Comment ça, docteure, un bon état de mes capacités mentales ? Il ne manquerait plus que ça, qu’il ne soit pas à la hauteur de ce que j’ai subi durant toute une vie par ce qu’on m’avait dit de faire pour garder la santé de l’esprit jusqu’au bout.
J’ai dû d’abord subir la terrifiante hypoténuse de ce brave Pythagore. Et je ne vous parle même pas du double h et du double y qu’on s’échinait à savoir où les placer. Quant à la règle du participe passé des verbes pronominaux avec l’auxiliaire avoir et ce complément qui s’amusait à se cacher, une fois avant, une fois après, c’était à vous arracher les cheveux. C’est peut-être à cause de cela qu’ils commencent à vouloir dire au-revoir.

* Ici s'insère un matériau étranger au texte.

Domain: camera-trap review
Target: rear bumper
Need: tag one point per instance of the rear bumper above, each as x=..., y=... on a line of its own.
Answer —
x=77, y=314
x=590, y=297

Puis on m’a fait ingurgiter les trois tomes des Misérables de Victor Hugo dont chacun pesait un bon kilo. Et c’était encore plus digest que la madeleine de ce profond dépressif de Marcel Proust.
Puis pendant les études universitaires, ce n’était pas mieux. En cours de gestion, le prorata temporis, en cours de droit, l’intuitu personae, et en cours de sciences politiques, le mutatis mutandis.
Et après tout ça, il ne serait pas en bon état, mon cerveau ? C’était bien la peine alors !
Elle me répond, « C’est parfait mais vous savez que si le moteur reste performant il faut toujours vérifier l’état de la carrosserie à votre âge ». Et moi de répondre, « Comment ça, l’état de ma carrosserie ? ».
J’ai tout fait de ce qu’on m’avait dit de faire pour la préserver. Vous n’avez pas connu la terrible épreuve de la corde à grimper qu’on infligeait au pauvre gamin que j’étais. Et pire encore, celle qui n’avait pas de nœuds pour s’aider.
Et vous ne pouvez vous imaginer la hchouma lorsqu’on vous obligeait à faire du volleyball, un sport de filles disions-nous, lorsque le terrain de football était occupé. Et le saut en hauteur où vous étiez confronté à une barre qui vous semblait être placée aussi haut que la montagne de Santa-Cruz.
Et cette course à pied de fond où vous désespériez de ne jamais voir un jour l’arrivée avant de mourir d’asphyxie. Puis, à l’âge de l’adolescence, pour paraître plus musclé que le plus beau gosse de la classe, cette salle de musculation sans aération où la sueur compensait le manque d’eau à Oran à cette époque et dont la senteur ferait fuir l’oued El Harrach lui-même.
Sans compter le réveil de bonne heure le week-end pour aller faire de la natation à la piscine Marcel Cerdan (à confirmer pour le nom). Le pauvre Marcel est décédé dans les airs, dans un accident d’avion, moi c’était le risque de noyade dans l’eau par la fatigue.
Tout cela pour arriver à la fin à ce qu’une docteure vous dise avec diplomatie que la carrosserie est dans l’état de la 403 de Colombo ! C’était bien la peine de tant d’efforts pour la préserver en bon état pendant de longues années.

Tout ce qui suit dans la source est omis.